Os senhores das armas no Brasil
Comerciantes revelam disputas, trocam acusações e contam bastidores de um mercado que triplica a cada ano
SBT News
Filho de um general italiano, Piero Ruzzenenti desembarcou sozinho no Brasil, em 1977. Tinha então 27 anos, alguma experiência militar -- ele chegou ao posto de tenente-paraquedista -- e o sonho de ganhar dinheiro com a indústria de armamentos. Passados 45 anos, Ruzzenenti, com ainda forte sotaque natal, é um dos mais bem-sucedidos negociantes de armas do mundo. O homem que vive entre Roma e Rio de Janeiro, foi o responsável por levar a Beretta, uma fábrica da Lombardia, fundada em 1526, a ganhar a maior licitação para a compra de 159.493 pistolas para forças brasileiras de segurança. A venda rendeu à empresa 40 milhões de euros -- cerca de R$ 238 milhões. Nos últimos dois meses, a reportagem do SBT News entrevistou os principais lobistas de um negócio que triplica a cada ano -- tudo estimulado pelo governo federal. Os mercadores da morte, como alguns desses personagens são chamados pelos próprios companheiros de terno e de farda, contam segredos do comércio que sempre atuou nas sombras, e que só agora é revelado.

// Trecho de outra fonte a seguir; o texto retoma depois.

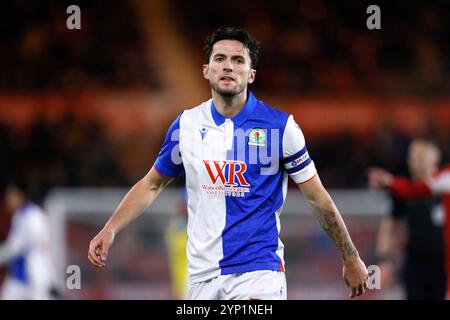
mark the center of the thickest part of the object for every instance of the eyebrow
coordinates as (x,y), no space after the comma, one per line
(233,56)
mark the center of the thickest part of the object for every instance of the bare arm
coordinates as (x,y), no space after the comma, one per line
(140,196)
(354,271)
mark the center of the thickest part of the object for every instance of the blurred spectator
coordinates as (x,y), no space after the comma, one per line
(31,273)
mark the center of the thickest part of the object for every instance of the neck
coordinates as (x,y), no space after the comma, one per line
(229,106)
(422,175)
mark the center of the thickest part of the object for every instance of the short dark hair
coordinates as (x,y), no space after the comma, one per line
(231,33)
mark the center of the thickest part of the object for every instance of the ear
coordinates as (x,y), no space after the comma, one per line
(206,71)
(251,76)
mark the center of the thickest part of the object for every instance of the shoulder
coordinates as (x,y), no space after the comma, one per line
(196,112)
(271,114)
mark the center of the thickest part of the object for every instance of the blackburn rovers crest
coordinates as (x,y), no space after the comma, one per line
(257,137)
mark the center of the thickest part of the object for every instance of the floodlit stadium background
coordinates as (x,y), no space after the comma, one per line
(89,108)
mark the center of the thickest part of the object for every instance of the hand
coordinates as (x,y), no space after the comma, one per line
(355,275)
(379,178)
(99,247)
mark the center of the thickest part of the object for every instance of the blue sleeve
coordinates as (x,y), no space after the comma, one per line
(169,162)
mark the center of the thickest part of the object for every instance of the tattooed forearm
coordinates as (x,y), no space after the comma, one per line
(331,221)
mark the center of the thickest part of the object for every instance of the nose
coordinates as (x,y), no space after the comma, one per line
(227,67)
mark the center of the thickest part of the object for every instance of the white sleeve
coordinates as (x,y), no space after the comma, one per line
(440,183)
(296,160)
(18,241)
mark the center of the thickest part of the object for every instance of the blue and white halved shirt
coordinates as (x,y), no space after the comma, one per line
(236,179)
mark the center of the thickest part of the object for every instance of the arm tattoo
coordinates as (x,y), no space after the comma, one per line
(331,221)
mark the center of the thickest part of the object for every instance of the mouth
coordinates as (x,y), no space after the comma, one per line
(227,79)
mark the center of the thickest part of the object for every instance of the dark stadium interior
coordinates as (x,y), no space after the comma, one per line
(57,87)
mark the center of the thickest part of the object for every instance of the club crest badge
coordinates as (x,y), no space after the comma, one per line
(257,137)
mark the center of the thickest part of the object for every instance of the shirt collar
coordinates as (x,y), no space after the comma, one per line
(240,118)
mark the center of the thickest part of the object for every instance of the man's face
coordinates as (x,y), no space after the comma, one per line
(229,70)
(422,160)
(13,198)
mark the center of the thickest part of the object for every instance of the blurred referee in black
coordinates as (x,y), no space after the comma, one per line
(423,272)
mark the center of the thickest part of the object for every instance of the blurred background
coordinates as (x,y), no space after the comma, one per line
(89,108)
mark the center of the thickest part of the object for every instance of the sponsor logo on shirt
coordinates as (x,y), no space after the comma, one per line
(227,178)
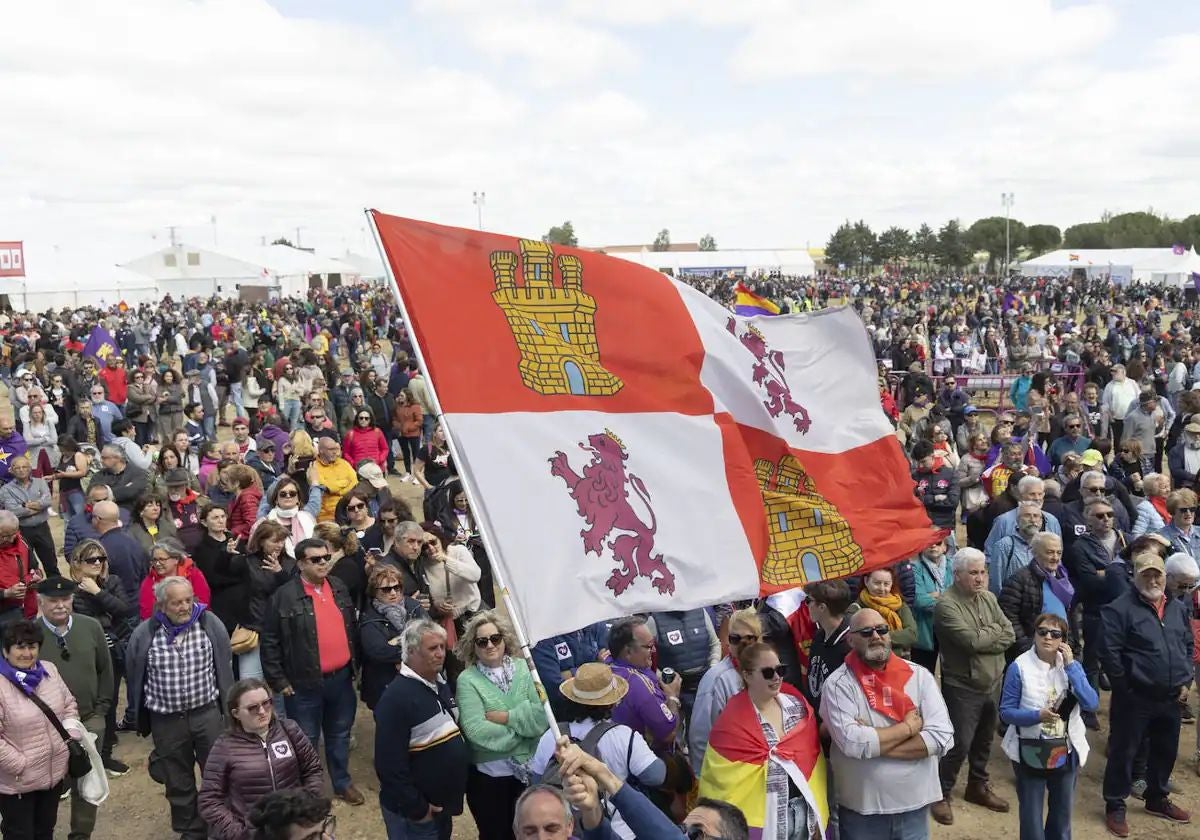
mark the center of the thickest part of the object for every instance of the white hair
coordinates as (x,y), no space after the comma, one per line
(965,557)
(1181,563)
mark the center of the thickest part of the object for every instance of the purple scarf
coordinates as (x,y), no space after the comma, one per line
(174,630)
(1060,585)
(25,681)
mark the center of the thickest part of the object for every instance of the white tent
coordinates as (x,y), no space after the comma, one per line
(789,262)
(258,273)
(1140,265)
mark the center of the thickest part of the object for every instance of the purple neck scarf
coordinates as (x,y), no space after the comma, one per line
(25,681)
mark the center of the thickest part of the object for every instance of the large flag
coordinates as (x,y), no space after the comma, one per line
(748,303)
(636,447)
(100,345)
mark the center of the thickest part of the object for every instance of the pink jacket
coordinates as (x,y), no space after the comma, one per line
(371,445)
(33,756)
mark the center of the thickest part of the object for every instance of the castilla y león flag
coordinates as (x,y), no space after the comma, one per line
(634,445)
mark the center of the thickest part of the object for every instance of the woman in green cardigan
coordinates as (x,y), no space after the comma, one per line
(502,719)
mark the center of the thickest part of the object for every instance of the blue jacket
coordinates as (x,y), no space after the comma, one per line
(1145,655)
(924,601)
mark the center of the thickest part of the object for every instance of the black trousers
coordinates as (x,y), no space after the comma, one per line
(973,715)
(41,543)
(493,803)
(1131,719)
(30,816)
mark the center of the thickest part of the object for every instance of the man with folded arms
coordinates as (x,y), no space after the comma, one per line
(889,727)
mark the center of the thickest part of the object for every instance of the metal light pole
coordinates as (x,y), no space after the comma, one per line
(478,199)
(1006,198)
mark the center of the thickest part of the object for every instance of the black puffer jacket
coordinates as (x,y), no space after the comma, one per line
(243,768)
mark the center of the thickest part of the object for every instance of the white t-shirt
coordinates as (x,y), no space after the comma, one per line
(613,747)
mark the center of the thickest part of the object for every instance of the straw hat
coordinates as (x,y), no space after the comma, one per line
(594,684)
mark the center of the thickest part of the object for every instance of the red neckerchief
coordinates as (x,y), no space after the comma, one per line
(883,689)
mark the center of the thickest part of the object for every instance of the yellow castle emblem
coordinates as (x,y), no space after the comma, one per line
(809,539)
(553,324)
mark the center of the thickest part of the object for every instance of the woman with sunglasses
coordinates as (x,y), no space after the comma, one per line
(766,725)
(102,597)
(258,755)
(282,504)
(502,719)
(365,441)
(1044,696)
(379,630)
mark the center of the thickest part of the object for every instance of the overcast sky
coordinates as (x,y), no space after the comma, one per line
(765,123)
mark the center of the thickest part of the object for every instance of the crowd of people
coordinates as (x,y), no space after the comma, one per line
(238,581)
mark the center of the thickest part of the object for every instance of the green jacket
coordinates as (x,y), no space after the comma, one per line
(519,738)
(973,635)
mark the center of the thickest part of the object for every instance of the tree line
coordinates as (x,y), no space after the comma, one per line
(952,246)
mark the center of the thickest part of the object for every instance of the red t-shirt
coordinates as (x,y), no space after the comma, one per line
(333,646)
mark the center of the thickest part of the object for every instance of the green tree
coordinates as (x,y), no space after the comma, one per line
(988,234)
(924,244)
(894,245)
(562,234)
(1042,239)
(953,249)
(1086,235)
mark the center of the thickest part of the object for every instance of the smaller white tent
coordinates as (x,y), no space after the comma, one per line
(1140,265)
(795,262)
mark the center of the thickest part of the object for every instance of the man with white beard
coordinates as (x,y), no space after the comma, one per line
(1147,657)
(1183,460)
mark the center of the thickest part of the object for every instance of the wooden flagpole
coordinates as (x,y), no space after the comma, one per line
(469,486)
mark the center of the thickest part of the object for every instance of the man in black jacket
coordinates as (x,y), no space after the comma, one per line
(1147,655)
(420,756)
(307,652)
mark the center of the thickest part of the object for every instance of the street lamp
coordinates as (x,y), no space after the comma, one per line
(478,199)
(1006,198)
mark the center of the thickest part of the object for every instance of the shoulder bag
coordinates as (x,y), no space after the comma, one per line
(78,761)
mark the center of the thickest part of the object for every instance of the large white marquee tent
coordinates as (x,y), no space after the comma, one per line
(1121,265)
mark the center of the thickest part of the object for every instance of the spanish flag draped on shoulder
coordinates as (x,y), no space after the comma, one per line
(635,447)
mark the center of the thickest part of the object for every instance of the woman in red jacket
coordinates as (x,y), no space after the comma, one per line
(169,558)
(258,755)
(365,441)
(245,484)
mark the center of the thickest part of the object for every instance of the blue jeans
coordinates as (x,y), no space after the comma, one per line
(1031,793)
(401,828)
(906,826)
(328,709)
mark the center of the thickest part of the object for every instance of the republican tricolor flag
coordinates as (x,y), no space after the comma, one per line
(634,447)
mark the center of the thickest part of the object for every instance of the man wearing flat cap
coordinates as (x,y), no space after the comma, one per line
(78,648)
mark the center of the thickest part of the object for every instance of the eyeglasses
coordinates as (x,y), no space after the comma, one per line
(738,637)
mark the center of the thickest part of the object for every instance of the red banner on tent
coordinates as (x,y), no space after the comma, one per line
(12,259)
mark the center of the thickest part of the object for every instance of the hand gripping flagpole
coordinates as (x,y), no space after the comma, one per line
(469,486)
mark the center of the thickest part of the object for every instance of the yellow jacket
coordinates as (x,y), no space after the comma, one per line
(337,479)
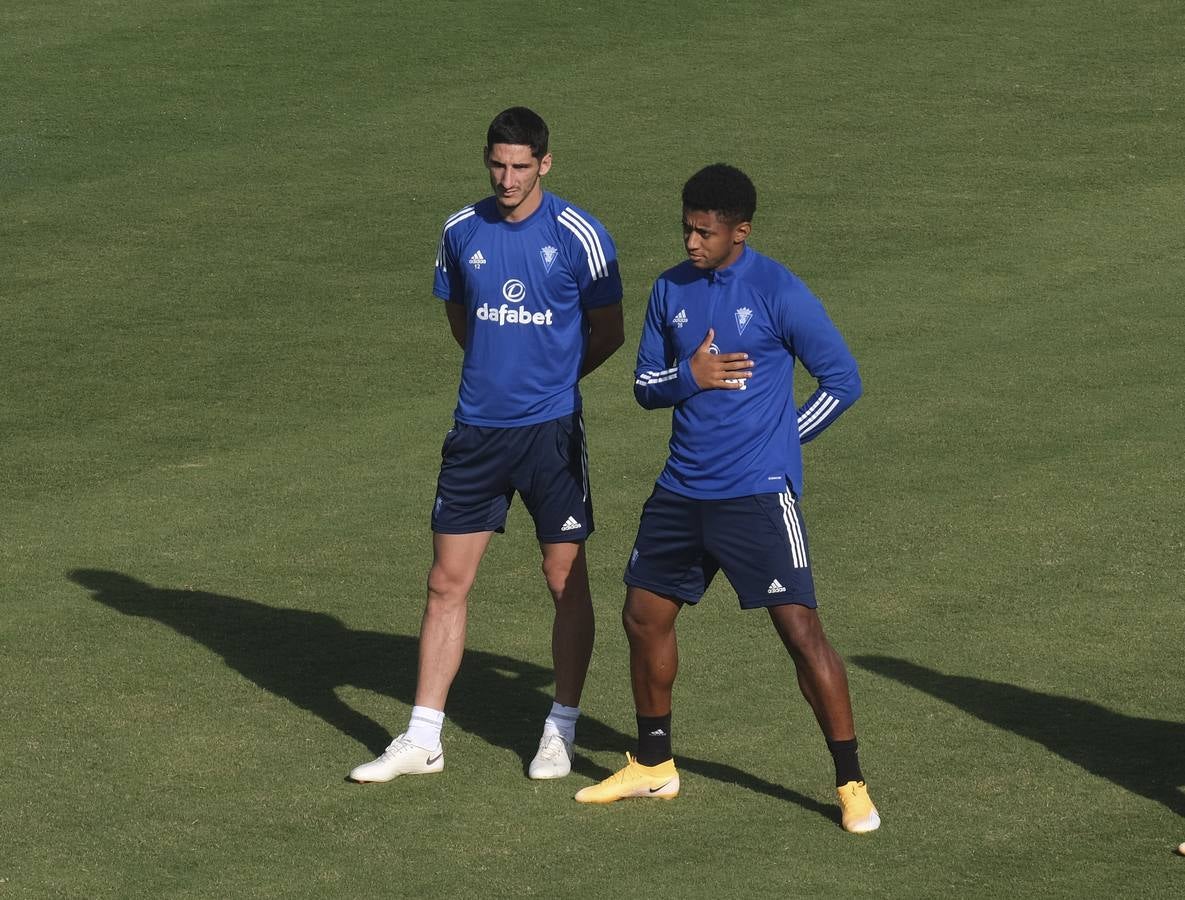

Hoje, em atuação no Brasil, há pelo menos 12 empresas estrangeiras de armamentos disputando o mercado civil e estatal e quatro são brasileiras, são elas: Taurus, Imbel, vinculada ao Exército, Boito e Rossi. Na lista das companhias multinacionais, além da Beretta, estão a Israel Weapon Industries (IWI), de Israel; a Smith & Wesson, a Springfield Armory, a Strategic Armory Corps LLC, as três dos EUA; a Sig Sauer, da Alemanha; a CZ, da República Checa; a Glock, da Áustria; a Canik e a Kale Kalip Makina, ambas da Turquia; a Arex Defense, da Eslovênia; e a FN Herstal, da Bélgica. O SBT News chegou aos nomes a partir de informações obtidas por meio da Lei de Acesso à Informação (LAI), licitações abertas para compra de armas em órgãos de segurança, além de indicações dos próprios lobistas. Com o número de armas vendidas no Brasil nos últimos três anos -- e autorizadas em pregões públicos de forças militares e policiais --, o mercado pode chegar, em cifras conservadoras, a 500 milhões de dólares por ano.
Militares
O trabalho do italiano Ruzzenenti no Brasil começou na associação com um general brasileiro, ainda no final dos anos 1970. A relação de militares e policiais com os lobistas de armas é tão antiga quanto a Diretoria de Fiscalização de Produtos Controlados (DFPC), criada nos anos de 1930. O órgão ligado ao Exército é o responsável por liberar autorizações para armas, munições, clubes de tiros e de caçadores, atiradores e colecionadores (CACs). Na prática, os militares controlam a demanda e a oferta. Além disso, quando na reserva, parte deles - e também dos policiais - passa a atuar como lobistas das empresas. "É natural que os representantes das empresas sejam originários das forças de segurança", diz Ubirajara Rosses, que trabalha para a Kale Kalip, uma fabricante de fuzis com sede na Turquia. O comerciante é militar da reserva da PM do Amazonas. A entrada da empresa no mercado brasileiro se deu pela venda de 248 armas -- entre carabinas 5.56 e fuzis 7.62 -- para a Polícia Militar do Distrito Federal, no início de 2020. O valor: R$ 2,5 milhões.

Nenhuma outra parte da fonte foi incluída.